Background: Lower socioeconomic status (SES) is associated with an increased risk of stroke but the mechanisms are unclear. We aimed to determine whether low-SES stroke/transient ischaemic attack (TIA) patients have a greater burden of vascular risk factors/co-morbidity and reduced health care access.
Methods: We prospectively studied 467 consecutive stroke and TIA patients from 3 Scottish hospitals (outpatients and inpatients) during 2007/2008. We recorded vascular risk factors, stroke severity, co-morbidity measures, investigations and health service utilisation. SES was derived from postcodes using Scottish Neighbourhood Statistics and analysed in quartiles.

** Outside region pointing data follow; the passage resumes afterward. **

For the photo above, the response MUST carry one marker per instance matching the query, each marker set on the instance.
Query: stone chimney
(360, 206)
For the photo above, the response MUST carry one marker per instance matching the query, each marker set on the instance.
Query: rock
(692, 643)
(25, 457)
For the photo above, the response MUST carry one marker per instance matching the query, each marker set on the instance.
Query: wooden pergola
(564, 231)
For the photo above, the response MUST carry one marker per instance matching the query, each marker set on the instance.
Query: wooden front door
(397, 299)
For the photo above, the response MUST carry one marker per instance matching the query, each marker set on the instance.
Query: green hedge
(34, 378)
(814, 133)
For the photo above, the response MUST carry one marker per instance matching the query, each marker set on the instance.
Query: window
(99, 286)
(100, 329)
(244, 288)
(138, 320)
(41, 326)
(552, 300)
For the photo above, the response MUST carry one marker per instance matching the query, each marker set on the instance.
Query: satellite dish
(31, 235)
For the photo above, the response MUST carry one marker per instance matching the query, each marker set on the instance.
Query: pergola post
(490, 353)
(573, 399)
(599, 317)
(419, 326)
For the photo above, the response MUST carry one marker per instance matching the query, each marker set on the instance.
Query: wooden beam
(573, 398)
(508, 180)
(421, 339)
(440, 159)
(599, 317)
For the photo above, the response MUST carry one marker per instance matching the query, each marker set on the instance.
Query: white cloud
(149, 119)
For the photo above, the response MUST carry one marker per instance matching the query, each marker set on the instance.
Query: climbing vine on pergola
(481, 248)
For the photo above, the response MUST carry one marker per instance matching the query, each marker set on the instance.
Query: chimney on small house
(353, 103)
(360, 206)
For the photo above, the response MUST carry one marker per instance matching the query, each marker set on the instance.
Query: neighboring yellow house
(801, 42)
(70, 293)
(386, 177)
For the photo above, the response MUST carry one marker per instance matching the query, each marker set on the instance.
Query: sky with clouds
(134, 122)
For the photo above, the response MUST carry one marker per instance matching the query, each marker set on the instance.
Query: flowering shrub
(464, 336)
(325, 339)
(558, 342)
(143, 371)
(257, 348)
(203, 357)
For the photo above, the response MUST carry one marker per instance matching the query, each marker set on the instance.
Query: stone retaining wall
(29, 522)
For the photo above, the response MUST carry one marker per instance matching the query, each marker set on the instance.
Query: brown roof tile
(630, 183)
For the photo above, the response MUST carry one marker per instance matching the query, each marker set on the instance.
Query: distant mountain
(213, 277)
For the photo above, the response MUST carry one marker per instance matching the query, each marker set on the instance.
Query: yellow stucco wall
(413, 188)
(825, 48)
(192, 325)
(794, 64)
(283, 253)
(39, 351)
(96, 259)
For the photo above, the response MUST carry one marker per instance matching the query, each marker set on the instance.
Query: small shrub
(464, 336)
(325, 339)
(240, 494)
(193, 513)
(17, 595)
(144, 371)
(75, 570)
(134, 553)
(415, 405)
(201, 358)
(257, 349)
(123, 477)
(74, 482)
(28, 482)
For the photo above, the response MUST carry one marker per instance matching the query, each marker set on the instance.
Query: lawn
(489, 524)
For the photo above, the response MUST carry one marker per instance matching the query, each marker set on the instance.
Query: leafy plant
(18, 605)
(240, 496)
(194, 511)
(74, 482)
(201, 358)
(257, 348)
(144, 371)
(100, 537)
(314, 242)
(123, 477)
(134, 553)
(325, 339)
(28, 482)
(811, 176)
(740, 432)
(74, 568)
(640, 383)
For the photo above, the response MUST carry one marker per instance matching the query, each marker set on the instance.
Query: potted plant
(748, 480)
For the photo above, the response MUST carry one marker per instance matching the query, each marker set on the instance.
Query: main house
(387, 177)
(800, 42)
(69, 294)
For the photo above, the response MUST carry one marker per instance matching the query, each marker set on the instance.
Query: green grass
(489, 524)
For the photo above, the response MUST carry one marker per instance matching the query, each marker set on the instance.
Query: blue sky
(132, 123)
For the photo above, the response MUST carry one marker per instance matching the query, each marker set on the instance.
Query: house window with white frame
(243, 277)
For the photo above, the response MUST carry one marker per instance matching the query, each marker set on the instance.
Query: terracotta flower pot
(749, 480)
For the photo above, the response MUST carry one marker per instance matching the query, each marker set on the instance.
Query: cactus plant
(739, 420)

Results: TIA/stroke patients in the lowest SES quartile were younger (64 years, SD 14.1) than those in the highest quartile (72 years, SD 12.9; p < 0.0001). They were more likely to be current smokers (42 vs. 22%; p = 0.001) but there was no association with other vascular risk factors/co-morbidity. There was a trend for those with lower SES to have a more severe stroke [modified National Institutes of Health Stroke Scale score and interquartile range: 4 (2-6) vs. 3 (1-5); multivariate p = 0.05]. Lower SES groups were less likely to have neuro-imaging (82 vs. 90%; p = 0.036) or an electrocardiogram (72 vs. 87%; p = 0.003), but differences were no longer significant on multivariate analysis. However, there was equal access to stroke unit care.
Conclusions: Low-SES TIA and stroke patients are younger and have a more severe deficit; an increased prevalence of smoking is likely to be a major contributor. We found equal access to stroke unit care for low-SES patients.